# DataLoader

The DataLoader is an iterator. At each iteration, it yields a batch of training examples from a dataset. It stops when it exhausts the training examples in the dataset.

## Inputs

It takes as input:
* dataset: A dictionary-like object that we can use to look up a training example by key. This look up typically requires reading data from disk (I/O) and processing that data (compute).
* batch_size: The number of training examples in each batch (except maybe the last batch).
* shuffle: If True, then randomly sample a batch without replacement at each iteration. Otherwise, sample each batch preserving the order of the training examples in the dataset.
* collate_fn: A function that takes a list of training examples as input and outputs a batch.
* num_workers: If 0, then just use the single main process to prepare each batch. Otherwise, use `num_workers` concurrent workers to prepare batches.

We define a Dataset class:

In [1]:
import time

class Dataset:
    
    def __init__(self, features, labels):
        self.examples = list(zip(features, labels))
       
    def __getitem__(self, i):
        time.sleep(0.1) # simulate work
        return self.examples[i]

    def __len__(self):
        return len(self.examples)

We also define a collate_fn:

In [2]:
def collate_fn(examples):
    """[(x1,y1),...,(xn,yn)] -> X, y"""
    z = list(zip(*examples))
    data = np.stack(z[0], axis=0)
    target = np.stack(z[1], axis=0)
    return (data, target)

## Single process


When `num_workers` == 0, the implementation is relatively straightforward:

In [3]:
import numpy as np

def _process_batch_idxs(batch_idxs, dataset, collate_fn):
    return collate_fn([dataset[idx] for idx in batch_idxs])
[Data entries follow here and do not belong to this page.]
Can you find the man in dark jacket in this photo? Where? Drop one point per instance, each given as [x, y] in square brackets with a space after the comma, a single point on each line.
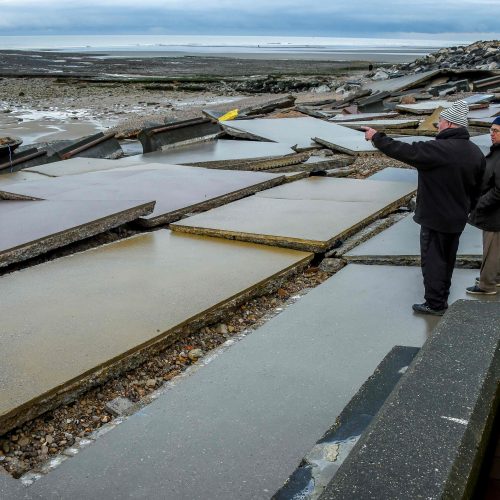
[486, 216]
[450, 170]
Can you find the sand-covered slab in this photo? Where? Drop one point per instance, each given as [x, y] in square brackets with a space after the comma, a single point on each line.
[310, 214]
[400, 244]
[176, 191]
[30, 228]
[103, 307]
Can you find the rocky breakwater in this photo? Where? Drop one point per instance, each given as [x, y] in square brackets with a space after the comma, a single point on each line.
[481, 55]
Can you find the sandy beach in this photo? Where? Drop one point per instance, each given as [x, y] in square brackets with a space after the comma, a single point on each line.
[47, 96]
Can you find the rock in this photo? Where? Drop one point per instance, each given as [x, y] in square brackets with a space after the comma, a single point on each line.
[407, 99]
[321, 89]
[380, 75]
[24, 441]
[195, 354]
[120, 406]
[221, 328]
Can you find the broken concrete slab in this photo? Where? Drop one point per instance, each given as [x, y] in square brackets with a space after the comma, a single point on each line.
[177, 190]
[437, 420]
[19, 176]
[346, 190]
[27, 158]
[311, 214]
[130, 297]
[178, 133]
[255, 109]
[99, 145]
[298, 133]
[74, 166]
[362, 117]
[383, 124]
[218, 154]
[219, 431]
[30, 228]
[312, 225]
[321, 463]
[394, 174]
[402, 82]
[400, 245]
[424, 107]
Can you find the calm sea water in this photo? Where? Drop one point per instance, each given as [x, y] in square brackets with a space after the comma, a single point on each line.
[223, 44]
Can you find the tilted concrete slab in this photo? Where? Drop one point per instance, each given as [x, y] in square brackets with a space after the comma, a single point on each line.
[437, 421]
[30, 228]
[384, 124]
[300, 132]
[423, 107]
[74, 166]
[239, 426]
[394, 174]
[400, 244]
[362, 117]
[105, 308]
[20, 176]
[177, 191]
[212, 152]
[312, 225]
[310, 214]
[401, 83]
[348, 190]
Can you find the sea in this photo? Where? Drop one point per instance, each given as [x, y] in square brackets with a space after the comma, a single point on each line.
[154, 45]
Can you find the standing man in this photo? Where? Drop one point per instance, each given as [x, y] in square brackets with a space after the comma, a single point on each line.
[450, 170]
[486, 216]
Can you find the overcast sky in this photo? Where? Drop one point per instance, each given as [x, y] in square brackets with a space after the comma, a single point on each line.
[250, 17]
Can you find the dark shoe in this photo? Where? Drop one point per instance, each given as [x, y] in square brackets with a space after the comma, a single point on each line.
[477, 282]
[426, 309]
[475, 290]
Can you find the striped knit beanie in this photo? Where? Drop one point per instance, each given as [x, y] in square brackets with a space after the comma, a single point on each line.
[456, 113]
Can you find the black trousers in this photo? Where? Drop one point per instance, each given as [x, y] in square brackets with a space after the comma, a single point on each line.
[438, 253]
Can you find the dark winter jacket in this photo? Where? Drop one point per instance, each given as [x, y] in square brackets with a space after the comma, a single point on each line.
[450, 170]
[486, 215]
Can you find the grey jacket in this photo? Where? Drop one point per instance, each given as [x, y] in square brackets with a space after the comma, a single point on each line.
[486, 215]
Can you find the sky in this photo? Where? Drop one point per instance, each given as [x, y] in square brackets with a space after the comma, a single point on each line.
[333, 18]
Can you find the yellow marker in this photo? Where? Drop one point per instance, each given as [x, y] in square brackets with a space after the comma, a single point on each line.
[230, 115]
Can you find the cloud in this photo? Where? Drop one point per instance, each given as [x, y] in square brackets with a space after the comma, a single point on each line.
[290, 17]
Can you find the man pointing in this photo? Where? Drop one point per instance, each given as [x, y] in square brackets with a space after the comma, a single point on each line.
[450, 170]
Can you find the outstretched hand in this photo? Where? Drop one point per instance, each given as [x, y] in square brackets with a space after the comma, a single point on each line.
[369, 133]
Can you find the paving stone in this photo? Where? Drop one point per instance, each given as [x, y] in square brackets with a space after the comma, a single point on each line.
[311, 214]
[348, 190]
[401, 243]
[20, 176]
[401, 83]
[74, 166]
[300, 132]
[103, 306]
[120, 406]
[238, 427]
[211, 152]
[322, 462]
[30, 228]
[177, 191]
[429, 438]
[423, 107]
[393, 174]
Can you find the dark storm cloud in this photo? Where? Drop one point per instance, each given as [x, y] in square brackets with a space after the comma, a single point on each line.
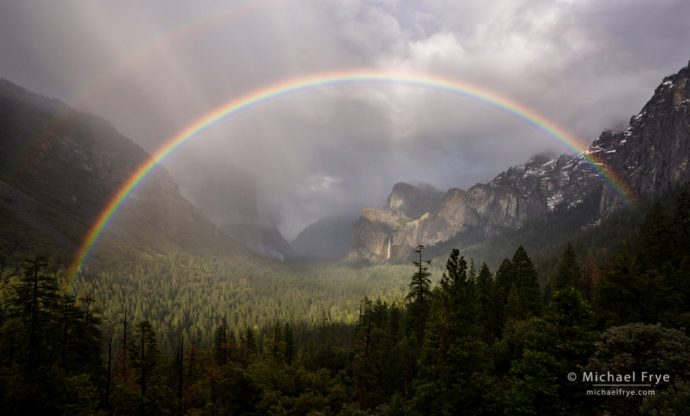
[587, 65]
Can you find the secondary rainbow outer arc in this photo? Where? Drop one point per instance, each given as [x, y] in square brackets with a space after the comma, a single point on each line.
[275, 91]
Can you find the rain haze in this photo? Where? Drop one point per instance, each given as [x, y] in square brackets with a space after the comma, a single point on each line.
[151, 68]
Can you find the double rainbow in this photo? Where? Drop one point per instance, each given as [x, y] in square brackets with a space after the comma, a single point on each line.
[343, 78]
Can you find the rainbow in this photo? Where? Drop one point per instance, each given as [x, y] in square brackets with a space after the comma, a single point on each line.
[279, 90]
[104, 81]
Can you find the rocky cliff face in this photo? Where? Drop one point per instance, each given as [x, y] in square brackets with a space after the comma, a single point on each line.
[58, 170]
[650, 157]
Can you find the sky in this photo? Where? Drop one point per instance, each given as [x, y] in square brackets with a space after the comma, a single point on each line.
[151, 68]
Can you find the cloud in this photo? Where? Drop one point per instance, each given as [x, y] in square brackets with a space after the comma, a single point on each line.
[587, 65]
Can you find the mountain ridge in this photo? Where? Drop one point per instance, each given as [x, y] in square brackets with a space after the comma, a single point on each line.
[543, 185]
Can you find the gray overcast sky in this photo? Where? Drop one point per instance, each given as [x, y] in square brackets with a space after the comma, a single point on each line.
[587, 65]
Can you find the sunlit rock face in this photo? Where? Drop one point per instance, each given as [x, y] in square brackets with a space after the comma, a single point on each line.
[649, 158]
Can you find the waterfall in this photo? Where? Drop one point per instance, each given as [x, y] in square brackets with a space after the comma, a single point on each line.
[388, 251]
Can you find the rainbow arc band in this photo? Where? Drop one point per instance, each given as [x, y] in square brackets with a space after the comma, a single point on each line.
[287, 88]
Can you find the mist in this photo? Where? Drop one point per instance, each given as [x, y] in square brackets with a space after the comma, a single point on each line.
[152, 68]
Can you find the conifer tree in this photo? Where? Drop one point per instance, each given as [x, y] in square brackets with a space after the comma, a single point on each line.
[568, 270]
[419, 296]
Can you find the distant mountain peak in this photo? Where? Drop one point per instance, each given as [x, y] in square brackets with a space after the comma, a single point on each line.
[650, 157]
class SingleProcessDataLoader:

    def __init__(self, dataset, batch_size, shuffle, collate_fn, num_workers=0):
        self.dataset = dataset
        self.batch_size = batch_size
        self.collate_fn = collate_fn
        self.num_workers = num_workers

        num_examples = len(self.dataset)
        self.num_remaining_examples = num_examples
        
        if shuffle:
            self.sampler = iter(np.random.permutation(num_examples))
        else:
            self.sampler = iter(range(num_examples))            

    def __iter__(self):
        # PyTorch's DataLoader will restart
        # every time you use it in a new loop.[1,2]
        # E.g., the first and second loops will yield
        # the same batches:
        #
        # dataloader = DataLoader(...)
        # for batch in dataloader:
        #    ...
        # for batch in dataloader:
        #    ...
        #
        # This is not the case for e.g. the code below:
        #
        # it = iter(range(10))
        # for entry in it:
        #   ...
        # for entry in it:
        #   ...
        #
        # If we do not break out of the first
        # loop early, then the second loop will
        # immediately break, because the iterator
        # will be exhausted.
        #
        # We implement the behavior of iter(range(10)).
        # In order to implement PyTorch's behavior,
        # we would move most of the logic of the class
        # to DataLoaderIter and replace "self" here
        # with "DataLoaderIter(self)".
        #
        # [1]: https://stackoverflow.com/questions/60311307/how-does-one-reset-the-dataloader-in-pytorch
        # [2]: "When __iter__ is a generator it's returned as a new closure every time. 
        #       It'd be the best not to modify the internal state (i.e. assign to self),
        #       but to have these as local variables. Now, if you start iterating over the dataloader,
        #       stop in the middle, take a new iterator, and continue iterating over the first one,
        #       you'll start from the beginning."
        #      (https://github.com/pytorch/pytorch/pull/44/commits/\
        #       55afe5137eb57d27de76208827652dfc192896df#discussion_r79853797)
        return self
    
    def _next_batch_idxs(self):
        # Note that the `next` call can raise a StopIteration
        # and stop the `self` iterator, but it shouldn't happen
        # in practice, because sampler is the size of the dataset
        # and we keep track of self.num_remaining_examples.
        n = min(self.num_remaining_examples, self.batch_size)
        batch_idxs = [next(self.sampler) for _ in range(n)]
        self.num_remaining_examples -= len(batch_idxs)
        return batch_idxs
    
    def __next__(self):
        if self.num_workers == 0:
            if self.num_remaining_examples == 0:
                raise StopIteration
            batch_idxs = self._next_batch_idxs()
            batch = _process_batch_idxs(batch_idxs, self.dataset, self.collate_fn)
            return batch
            
        raise NotImplementedError

Here's the basic usage:

In [4]:
np.random.seed(0)
n = 20
features = np.random.randn(n, 100)
labels = np.random.permutation(n)
dataset = Dataset(features, labels)
dataloader = SingleProcessDataLoader(dataset, batch_size=2, shuffle=False, collate_fn=collate_fn)
for i, (X, y) in enumerate(dataloader):
    print(i)

0
1
2
3
4
5
6
7
8
9


## Multiple processes (out-of-order)

Implementing the multiprocess version is a trickier.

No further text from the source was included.